I wondered the same thing, Suzanne. We just never know which small gesture might change someone’s bleak outlook on life. I always try to treat rudeness and/or anger with kindness and love. If nothing else, at least I can lay my head down at night with no regrets.
Oh, bummer. He sounds like a great director. Creativity seems to go hand-in-hand with librarians, some more than others. Love that.
If they only care about the book, I’m okay with that. My books are much more interesting than I am, but I am snarkier.
Crows have vital roles in mythologies across the world. Most often, they are associated with trickster gods and the underworld/death. So, smart and found in battlefields of the past helping themselves to human carrion flesh.
The crows around my house tend to be loud and love to pull off the screen covers on my gutters to help themselves to the small seeds collected there. I’ve given up replacing the screens so clogged gutters. The other birds despise them because they kill nesting babies and other small birds. They, in turn, despise the hawks for the same reason. So, I live in a very loud bird war zone and not a fan.

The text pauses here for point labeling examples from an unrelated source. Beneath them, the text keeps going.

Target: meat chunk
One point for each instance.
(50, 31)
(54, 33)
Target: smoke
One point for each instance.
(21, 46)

Hahaha. I hear ya, Marilynn. I’m sure I’m far less interesting than my books. 🙂
If you feed the crows, they will be less destructive. They’re just trying to survive like the rest of us. Hawks and crows have an inbred, intense hatred for one another. The aerial fights are brutal to watch, but hawks kill my chippies; I’m all for keeping them away. So far, the score is Poe (and family) 4, Hawks 0.
The reader may be having vision problems and needed the audible experience…You were grace under pressure. Thanks for sharing. You never know what you’re going to get when you show up for one of these signings.
Wow. Never considered that, Nancy. Gee, I wonder…
I am with Harvey on this. I’d be quite flattered if someone would rather listen to me read my books than talk about my writing process or career.
I would have said the same thing, until it happened. I felt like a narrator-for-hire. “Don’t stop reading till I tell you to!”
It’s funny how some people love readings and some people hate them. My toughest crowds are usually academic ones–especially if I’m on the schedule with poets or writers who write quiet prose. It drives me crazy if a writer just reads and goes away. Seriously–why bother to see them in person? It’s nice to have at least some Q and A time.
I tend to forget unpleasant or weird encounters. But one that sticks in my mind was in a bookstore in Grand Rapids, Michigan. I was hanging around the back of the room, waiting to go on, and some man said he wouldn’t want to waste his time listening to someone who writes fiction. Just plain rude. Whatever! I was so happy when he went away, and I could spend an hour with the lovely people who wanted to hear from me.
Totally agree, Laura. Why did she bother to come if she didn’t want to talk with me?
Wow. How rude! I had a similar experience with a poet a few years back. He dressed the part (elbow pads, pipe, and all!) and thought genre writers were the lowest of the low. As it turned out, by the end of the day he still had a huge stack of poetry books in front of him and us lowly genre writers had only a few paperbacks. Karma, baby. Mess with her at your own peril. 🙂
It’s possible books are her only friend and escape from her past. So she lives for the next feeding of words. I’m sure there is a story and sounds like a character for a book. You handled the situation with poise.
Thank you, Daphne. She gave off that lonely vibe, poor woman. I thought maybe she’d recently lost her spouse.